M&A announcement
Logotype for Transocean Ltd

Transocean (RIG) M&A announcement summary

Event summary combining transcript, slides, and related documents.

Logotype for Transocean Ltd

M&A announcement summary

16 Apr, 2026

Deal rationale and strategic fit

  • Creates a leading offshore drilling company with the world's most diversified, high-specification fleet of 73 rigs, including 33 ultra-deepwater drillships, 9 semisubmersibles, and 31 modern jackups, and global reach.

  • Positions the combined entity to capitalize on a multi-year offshore drilling upcycle and growing customer demand.

  • Expands customer base and geographic presence, supporting increased offshore activity worldwide and renewed access to the Saudi market.

  • Combines complementary assets, enabling operations in any rig, water depth, or offshore environment, and enhances customer offerings in harsh and benign environments.

  • Boards and management teams see the transaction as the best path to maximize shareholder value.

Financial terms and conditions

  • All-stock, all-equity transaction valued at approximately $5.8 billion, with an exchange ratio of 15.235 shares for each target share.

  • Pro forma enterprise value of $17.2 billion and market capitalization of $12.3 billion; post-deal ownership split: 53% acquirer, 47% target.

  • Pro forma backlog exceeds $10 billion, providing strong cash flow visibility.

  • Expected leverage ratio to drop to about 1.5x within 24 months of closing.

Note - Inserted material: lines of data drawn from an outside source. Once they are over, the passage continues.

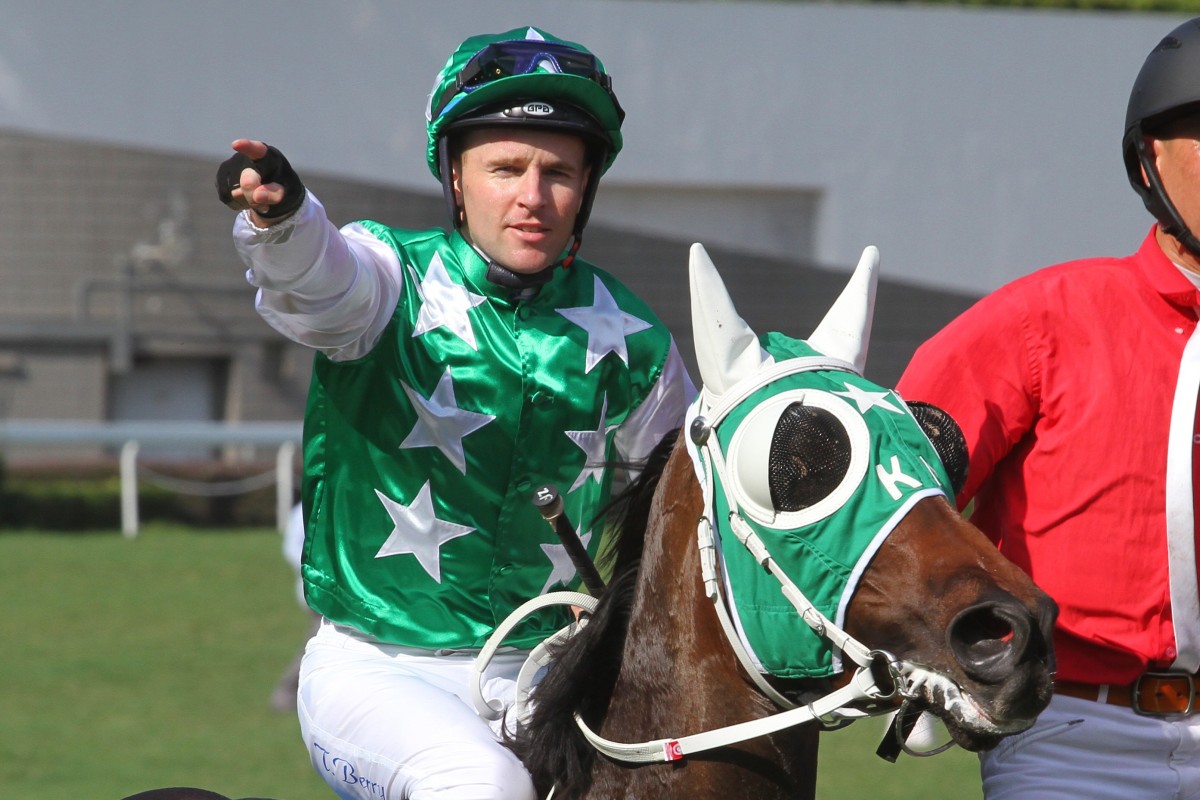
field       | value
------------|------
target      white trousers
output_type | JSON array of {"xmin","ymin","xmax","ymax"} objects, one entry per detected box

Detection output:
[
  {"xmin": 296, "ymin": 620, "xmax": 535, "ymax": 800},
  {"xmin": 979, "ymin": 696, "xmax": 1200, "ymax": 800}
]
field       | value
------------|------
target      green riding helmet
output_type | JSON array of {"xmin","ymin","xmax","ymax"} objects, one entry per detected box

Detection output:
[
  {"xmin": 425, "ymin": 28, "xmax": 625, "ymax": 179},
  {"xmin": 425, "ymin": 28, "xmax": 625, "ymax": 281}
]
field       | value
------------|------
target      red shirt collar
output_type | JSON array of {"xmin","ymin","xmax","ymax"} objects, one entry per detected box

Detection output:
[{"xmin": 1138, "ymin": 224, "xmax": 1200, "ymax": 308}]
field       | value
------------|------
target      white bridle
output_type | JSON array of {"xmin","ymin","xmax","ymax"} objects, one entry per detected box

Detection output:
[{"xmin": 472, "ymin": 245, "xmax": 942, "ymax": 764}]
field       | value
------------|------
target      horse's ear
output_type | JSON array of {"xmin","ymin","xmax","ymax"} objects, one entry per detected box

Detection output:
[
  {"xmin": 808, "ymin": 246, "xmax": 880, "ymax": 374},
  {"xmin": 689, "ymin": 243, "xmax": 770, "ymax": 397}
]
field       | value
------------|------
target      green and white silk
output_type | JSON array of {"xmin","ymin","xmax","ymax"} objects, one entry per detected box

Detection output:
[
  {"xmin": 302, "ymin": 223, "xmax": 678, "ymax": 650},
  {"xmin": 689, "ymin": 333, "xmax": 950, "ymax": 678}
]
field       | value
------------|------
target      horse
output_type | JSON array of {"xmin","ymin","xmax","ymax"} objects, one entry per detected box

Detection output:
[
  {"xmin": 126, "ymin": 245, "xmax": 1056, "ymax": 800},
  {"xmin": 510, "ymin": 245, "xmax": 1057, "ymax": 800}
]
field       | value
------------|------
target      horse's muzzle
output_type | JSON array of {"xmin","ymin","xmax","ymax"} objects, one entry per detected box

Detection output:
[{"xmin": 947, "ymin": 594, "xmax": 1057, "ymax": 686}]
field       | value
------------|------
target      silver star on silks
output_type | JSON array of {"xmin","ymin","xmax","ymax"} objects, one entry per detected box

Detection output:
[
  {"xmin": 538, "ymin": 531, "xmax": 592, "ymax": 595},
  {"xmin": 400, "ymin": 367, "xmax": 496, "ymax": 475},
  {"xmin": 563, "ymin": 395, "xmax": 617, "ymax": 494},
  {"xmin": 834, "ymin": 383, "xmax": 904, "ymax": 414},
  {"xmin": 410, "ymin": 253, "xmax": 487, "ymax": 351},
  {"xmin": 554, "ymin": 278, "xmax": 652, "ymax": 373},
  {"xmin": 376, "ymin": 481, "xmax": 475, "ymax": 583}
]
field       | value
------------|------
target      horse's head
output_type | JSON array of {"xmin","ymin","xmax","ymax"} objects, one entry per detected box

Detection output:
[{"xmin": 686, "ymin": 245, "xmax": 1056, "ymax": 750}]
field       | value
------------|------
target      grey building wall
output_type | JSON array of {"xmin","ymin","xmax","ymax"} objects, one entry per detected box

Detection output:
[
  {"xmin": 0, "ymin": 131, "xmax": 971, "ymax": 457},
  {"xmin": 0, "ymin": 0, "xmax": 1182, "ymax": 293}
]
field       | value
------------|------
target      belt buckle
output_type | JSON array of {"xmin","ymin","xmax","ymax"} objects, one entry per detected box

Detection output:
[{"xmin": 1132, "ymin": 672, "xmax": 1196, "ymax": 718}]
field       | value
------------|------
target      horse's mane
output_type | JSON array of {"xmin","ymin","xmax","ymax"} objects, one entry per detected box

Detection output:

  • Transaction is accretive to free cash flow, earnings per share, and key financial metrics post-close.

Synergies and expected cost savings

  • Over $200 million in identified annual cost synergies, including consolidation of operations, supply chain savings, and elimination of redundant expenses, additive to ongoing cost reduction initiatives.

  • Synergies expected to add more than $1.5 billion in value, about 15% of combined market cap.

  • Most savings to come from operational efficiencies and redundancies, with minimal restructuring costs.

  • Ongoing cost-reduction program expected to reduce costs by more than $250 million through 2026.

  • Synergies expected to be realized by 2028, driving durable cash flow and supporting deleveraging.